Now dry her in a towel. Yes, you can blow dry her, but an nice warm air dry is better. Soothing music and dim lights are all good. Lavender scented candles may help – you want her to relax. And you might as well too. :-) If you care about your hen, this is stressful for both of you.
Do not attempt to break the egg. Some people will tell you that if you can see the egg (it is crowning) you can take a needle and syringe and try to extract the yolk to make it more manageable to pass. I’ve never had an egg bound hen crown an egg without passing it, so I don’t know. Massaging the vent with baby oil may help.
She will die within 24 to 72 hours if she does not pass the egg and it is usually a 50% death rate. Some things just happen, but you will have no guilt if you do everything you can to help her.

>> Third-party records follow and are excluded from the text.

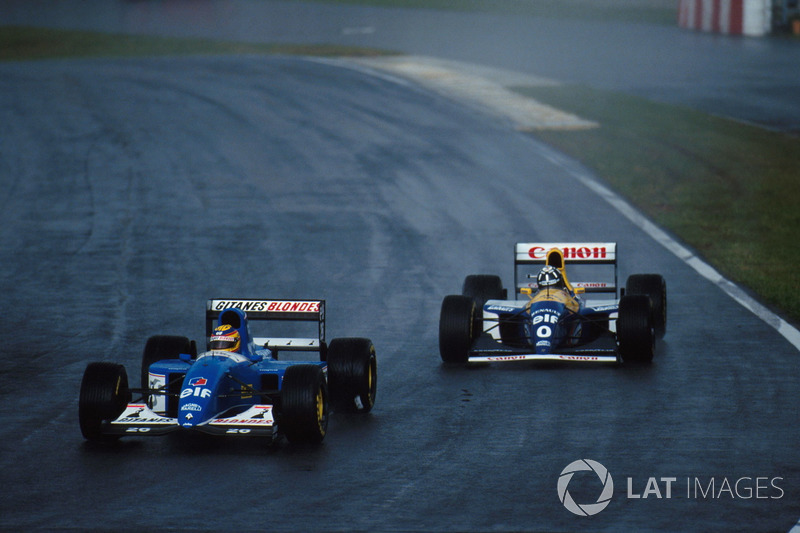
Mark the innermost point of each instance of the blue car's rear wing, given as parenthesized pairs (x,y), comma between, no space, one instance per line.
(529,257)
(270,309)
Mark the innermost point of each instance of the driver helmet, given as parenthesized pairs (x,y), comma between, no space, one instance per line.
(551,278)
(225,338)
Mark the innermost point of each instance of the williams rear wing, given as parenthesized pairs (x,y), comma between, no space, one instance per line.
(274,310)
(529,257)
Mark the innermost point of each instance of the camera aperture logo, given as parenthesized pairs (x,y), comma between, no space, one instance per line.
(605,480)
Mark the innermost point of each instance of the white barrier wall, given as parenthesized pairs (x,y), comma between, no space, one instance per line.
(734,17)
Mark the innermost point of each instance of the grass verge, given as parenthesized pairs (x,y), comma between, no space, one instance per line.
(729,190)
(646,11)
(24,43)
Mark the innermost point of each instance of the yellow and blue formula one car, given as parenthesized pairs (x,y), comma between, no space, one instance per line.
(550,318)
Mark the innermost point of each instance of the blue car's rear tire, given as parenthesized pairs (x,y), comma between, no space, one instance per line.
(635,331)
(103,396)
(352,374)
(655,287)
(456,328)
(304,404)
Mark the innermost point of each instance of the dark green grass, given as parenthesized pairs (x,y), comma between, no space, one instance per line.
(24,43)
(729,190)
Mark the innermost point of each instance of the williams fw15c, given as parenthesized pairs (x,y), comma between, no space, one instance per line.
(550,317)
(238,386)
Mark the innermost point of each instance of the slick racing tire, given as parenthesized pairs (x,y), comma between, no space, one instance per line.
(635,332)
(304,404)
(352,374)
(160,347)
(655,287)
(483,287)
(456,328)
(104,395)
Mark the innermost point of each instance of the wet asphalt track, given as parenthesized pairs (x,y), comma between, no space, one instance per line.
(135,189)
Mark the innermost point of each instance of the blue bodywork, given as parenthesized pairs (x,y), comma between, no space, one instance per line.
(219,384)
(546,324)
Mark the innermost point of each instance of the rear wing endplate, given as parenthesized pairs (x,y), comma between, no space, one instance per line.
(580,253)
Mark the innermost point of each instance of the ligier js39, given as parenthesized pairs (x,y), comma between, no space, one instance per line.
(549,318)
(238,385)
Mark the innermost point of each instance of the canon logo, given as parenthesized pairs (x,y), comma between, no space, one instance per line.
(583,252)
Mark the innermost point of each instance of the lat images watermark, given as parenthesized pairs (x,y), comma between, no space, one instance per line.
(665,487)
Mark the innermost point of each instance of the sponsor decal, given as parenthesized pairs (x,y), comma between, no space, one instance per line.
(507,357)
(197,391)
(574,252)
(243,422)
(140,420)
(269,306)
(501,309)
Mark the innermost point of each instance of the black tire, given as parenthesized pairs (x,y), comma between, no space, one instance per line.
(104,395)
(456,328)
(635,333)
(654,286)
(481,288)
(304,404)
(352,374)
(158,348)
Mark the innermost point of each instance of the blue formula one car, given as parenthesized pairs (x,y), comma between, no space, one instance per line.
(549,318)
(238,386)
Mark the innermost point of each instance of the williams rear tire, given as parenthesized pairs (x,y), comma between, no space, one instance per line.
(655,287)
(456,328)
(635,332)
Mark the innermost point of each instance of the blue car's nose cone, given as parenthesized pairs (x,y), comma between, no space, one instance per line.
(198,401)
(545,330)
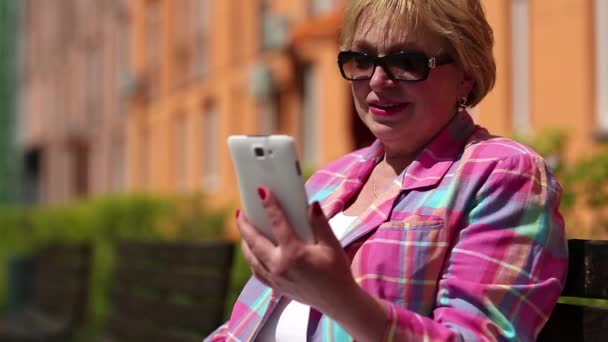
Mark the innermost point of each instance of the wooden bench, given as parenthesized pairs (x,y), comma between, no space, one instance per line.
(587,278)
(169,292)
(58,302)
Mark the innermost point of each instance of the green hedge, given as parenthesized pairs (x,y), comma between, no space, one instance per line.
(105,220)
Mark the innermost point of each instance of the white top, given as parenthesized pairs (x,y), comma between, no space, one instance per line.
(289,320)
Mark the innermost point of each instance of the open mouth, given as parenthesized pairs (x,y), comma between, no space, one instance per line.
(386,109)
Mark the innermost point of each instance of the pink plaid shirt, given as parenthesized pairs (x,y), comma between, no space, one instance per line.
(467,244)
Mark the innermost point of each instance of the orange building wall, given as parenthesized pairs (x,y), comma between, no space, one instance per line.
(562,91)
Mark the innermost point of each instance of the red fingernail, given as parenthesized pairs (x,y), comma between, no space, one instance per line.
(262,193)
(316,209)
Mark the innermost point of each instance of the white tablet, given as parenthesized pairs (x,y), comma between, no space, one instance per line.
(270,161)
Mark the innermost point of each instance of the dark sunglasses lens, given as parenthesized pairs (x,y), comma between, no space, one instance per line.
(357,66)
(408,67)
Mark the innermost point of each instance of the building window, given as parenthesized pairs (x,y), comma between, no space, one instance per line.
(145,176)
(601,36)
(202,18)
(310,110)
(520,54)
(118,166)
(123,67)
(153,48)
(319,7)
(210,149)
(181,153)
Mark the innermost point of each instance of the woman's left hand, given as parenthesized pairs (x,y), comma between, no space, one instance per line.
(315,273)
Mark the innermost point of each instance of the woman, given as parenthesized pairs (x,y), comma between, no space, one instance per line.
(441,231)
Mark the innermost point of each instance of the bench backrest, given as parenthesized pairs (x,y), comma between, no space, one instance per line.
(587,278)
(172,292)
(60,288)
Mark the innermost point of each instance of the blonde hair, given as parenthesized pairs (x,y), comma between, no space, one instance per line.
(460,25)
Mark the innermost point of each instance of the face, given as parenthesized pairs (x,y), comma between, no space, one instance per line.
(405,116)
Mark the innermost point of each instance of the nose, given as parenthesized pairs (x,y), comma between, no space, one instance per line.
(380,79)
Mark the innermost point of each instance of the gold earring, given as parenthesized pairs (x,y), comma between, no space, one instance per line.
(462,104)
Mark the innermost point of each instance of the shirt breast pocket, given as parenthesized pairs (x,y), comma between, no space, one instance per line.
(402,260)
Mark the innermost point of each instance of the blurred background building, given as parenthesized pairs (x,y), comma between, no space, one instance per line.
(140,95)
(9,152)
(75,83)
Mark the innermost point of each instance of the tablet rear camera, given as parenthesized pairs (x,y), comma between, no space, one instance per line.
(258,151)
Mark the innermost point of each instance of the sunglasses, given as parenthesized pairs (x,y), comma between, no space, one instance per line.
(399,66)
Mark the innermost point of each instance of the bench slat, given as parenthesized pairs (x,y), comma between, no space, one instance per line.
(167,291)
(169,316)
(588,269)
(126,329)
(200,285)
(211,255)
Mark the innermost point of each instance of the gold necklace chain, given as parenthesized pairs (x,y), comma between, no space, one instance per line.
(374,185)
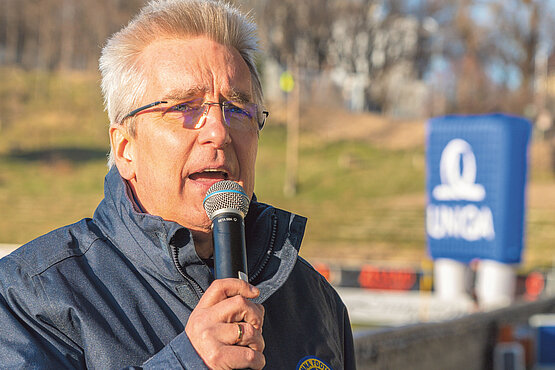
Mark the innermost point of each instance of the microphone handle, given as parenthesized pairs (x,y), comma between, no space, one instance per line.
(230,255)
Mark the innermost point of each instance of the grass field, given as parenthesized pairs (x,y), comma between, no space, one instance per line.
(361,177)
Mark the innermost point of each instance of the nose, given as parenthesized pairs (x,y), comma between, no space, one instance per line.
(213,129)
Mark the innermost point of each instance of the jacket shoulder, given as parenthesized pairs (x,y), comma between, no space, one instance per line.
(45,251)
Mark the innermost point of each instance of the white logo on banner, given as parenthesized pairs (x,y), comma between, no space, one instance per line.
(457,184)
(468,222)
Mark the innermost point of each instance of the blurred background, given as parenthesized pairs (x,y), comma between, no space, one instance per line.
(350,85)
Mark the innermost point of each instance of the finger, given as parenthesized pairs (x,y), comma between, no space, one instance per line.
(244,334)
(236,357)
(222,289)
(238,309)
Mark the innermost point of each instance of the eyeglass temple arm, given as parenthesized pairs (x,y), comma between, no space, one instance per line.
(131,114)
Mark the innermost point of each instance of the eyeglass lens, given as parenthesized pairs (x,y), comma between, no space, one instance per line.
(193,116)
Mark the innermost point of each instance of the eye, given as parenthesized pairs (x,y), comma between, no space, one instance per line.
(234,109)
(184,107)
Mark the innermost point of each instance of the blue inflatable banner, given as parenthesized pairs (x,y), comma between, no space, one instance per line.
(476,178)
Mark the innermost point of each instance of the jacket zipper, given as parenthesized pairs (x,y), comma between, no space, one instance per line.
(269,252)
(193,285)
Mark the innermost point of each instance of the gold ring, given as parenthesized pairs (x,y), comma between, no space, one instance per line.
(239,333)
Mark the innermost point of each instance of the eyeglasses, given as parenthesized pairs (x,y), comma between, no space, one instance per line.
(193,114)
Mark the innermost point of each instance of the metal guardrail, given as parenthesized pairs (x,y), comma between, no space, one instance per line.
(464,343)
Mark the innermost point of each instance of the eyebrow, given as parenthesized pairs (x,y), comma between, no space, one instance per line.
(198,91)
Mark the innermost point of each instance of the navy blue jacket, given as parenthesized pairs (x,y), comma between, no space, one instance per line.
(117,290)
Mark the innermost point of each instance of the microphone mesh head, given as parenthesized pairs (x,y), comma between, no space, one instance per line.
(226,194)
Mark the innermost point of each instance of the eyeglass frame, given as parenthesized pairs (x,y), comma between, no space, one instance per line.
(133,113)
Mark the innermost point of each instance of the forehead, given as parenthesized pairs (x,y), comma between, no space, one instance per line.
(184,68)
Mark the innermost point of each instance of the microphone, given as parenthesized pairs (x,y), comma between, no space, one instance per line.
(226,204)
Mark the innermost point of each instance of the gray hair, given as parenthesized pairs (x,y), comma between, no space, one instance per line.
(124,82)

Chickens Can Still Die of Old Age
Sometimes a hen just gets sick and slowly dies – my Red Star hen just did that, which is what got this whole Chicken Doctorin’ series going. She stopped laying two weeks before but looked okay. One day she didn’t come when called and looked very poorly. I did everything I could. After 3 days of isolation she seemed to be getting better and was fine in the flock. Then, one morning, she was just dead. Who knows…
To heal most cuts on animals, and people, and stop pecking – Gun (as in lube grease often comes for a gun – not a shooting type gun) Grease. Keeps the insects off and has antibiotic properties and tastes bad to other chickens. This one tip can save you hundreds even thousands of dollars on vet and medical bills – it works.
Roosts are sufficiently above the ground. FYI a rat can eat a chicken’s feet right off while it is on a roost in the dark and the chicken will not move. There is no way to totally prevent rats and mice around chickens, but a high roost sure helps.
Is she the only one in the flock that is sick? Isolate her immediately. The isolation is for her benefit, so that she doesn’t have to fend off the rest of the flock and can rest and recover in peace.
I have an old fox cage for isolation. Fresh water, fresh food and a nest box or pail.
Broken legs you can set with popsicle sticks and vet wrap and isolate the bird and/or put it in a sling. They actually heal very fast.
Any attack that the bird lives through (Dog, cat, hawk, ‘possum, ‘coon, whatever – she got away alive.) can usually be dealt with by cleaning the wound, some antibiotic salve and isolation. If it is really bad, don’t let her suffer – just butcher her and eat her, preferably without announcing to the family that they are eating “Goldie” tonight. :-) DO NOT eat a bird that is obviously sick from an unknown source!
So, You Want To Be a Chicken Farmer?
There are obviously thousands of other issues and ailments out there, but these are the more common ones that I have dealt with in my 50 years of experience.
Please keep this in mind, what you are raising are small descendants of the dinosaurs. It ain’t always pretty, but it is real, animal behavior. If you only keep a few chickens, there is a good chance that you won’t deal with a lot of this, but if you do, it’s nice to have a reference point to come back to for ideas.
Remember, that whether on a large scale or small, part of raising chickens is about getting your hands dirty. There aren’t always perfect solutions to every situation, but you will begin to at least get familiar with birds that seem healthy, birds that don’t, and a handful of things that you can try. If you grew up in the city, a lot of this will seem foreign at first, but soon enough, you will be wrangling your birds without a second thought.
And remember, if you are dependent on your own resources for survival, chicken eggs provide so much protein that losing a bird can be threatening to your family’s survival.